The Department of Finance Canada is proposing amendments to Canada’s anti-money laundering (AML) and anti-terrorist financing legislation, designed to toughen the regime and to improve Canada’s compliance with international standards ahead of an evaluation by the international Financial Action Task Force (FATF), which is slated for 2015–16.

The proposals would strengthen the legislation in this area; close gaps in Canada’s regime; increase financial services firms’ due diligence requirements; enhance information sharing; and improve compliance, monitoring and enforcement, according to a pre-publication of the proposed amendments in the Canada Gazette.

For example, the proposed amendments would: increase financial services firms’ obligations to determine whether a client is a “politically exposed person”; repeal the exemption for reporting large cash transactions in the life insurance sector in which the source of funds is not easily identifiable; and require firms to keep records of “reasonable measures” they have taken to obtain required information about clients.

Other proposed amendments aim to ease the burden of complying with the regime. For example, one of the proposals would clarify that individual advisors employed by a securities dealer are not to be considered reporting entities in their own right.

“Therefore, although the brokers would be required to abide by the compliance program of their securities dealer employer, they would not be required to maintain their own compliance program,” the proposal notes.

A regulatory impact analysis estimates that the changes will result in a small increase in compliance and administrative costs as firms will have to alter their procedures and policies. However, the amendments note that the changes build on existing requirements, “resulting in relatively small incremental compliance costs.”

Also, many of the proposed amendments are intended to decrease the compliance burden. For example, firms would have more time — 30 days, up from 14 days — to determine whether a client is considered a “politically exposed person” under the law. Firms would also have increased flexibility to meet the requirements for verifying their clients’ identities.

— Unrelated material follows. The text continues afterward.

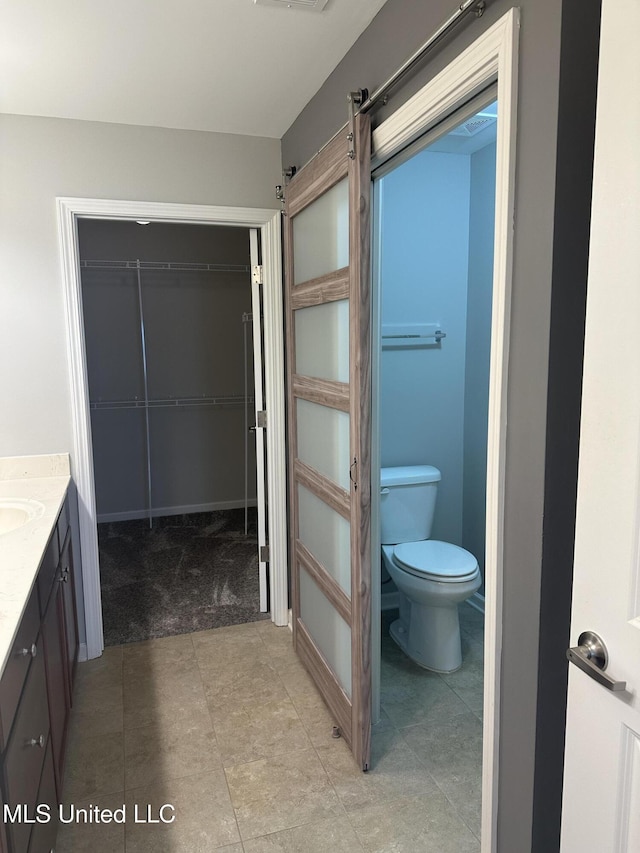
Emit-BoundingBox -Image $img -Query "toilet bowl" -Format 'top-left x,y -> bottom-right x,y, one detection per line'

Once the proposed amendments are approved, the Financial Transactions and Reports Analysis Centre of Canada (FINTRAC), which will be responsible for enforcing the new obligations, will update its guidance to set out its expectations for how financial services firms’ revised obligations are to be met. Furthermore, FINTRAC may undertake outreach activities to ensure firms are aware of the new obligations, which will then be included in its compliance exams.

The proposals are now out for a 60-day comment period. The Investment Industry Association of Canada will be drafting a submission through its AML working group.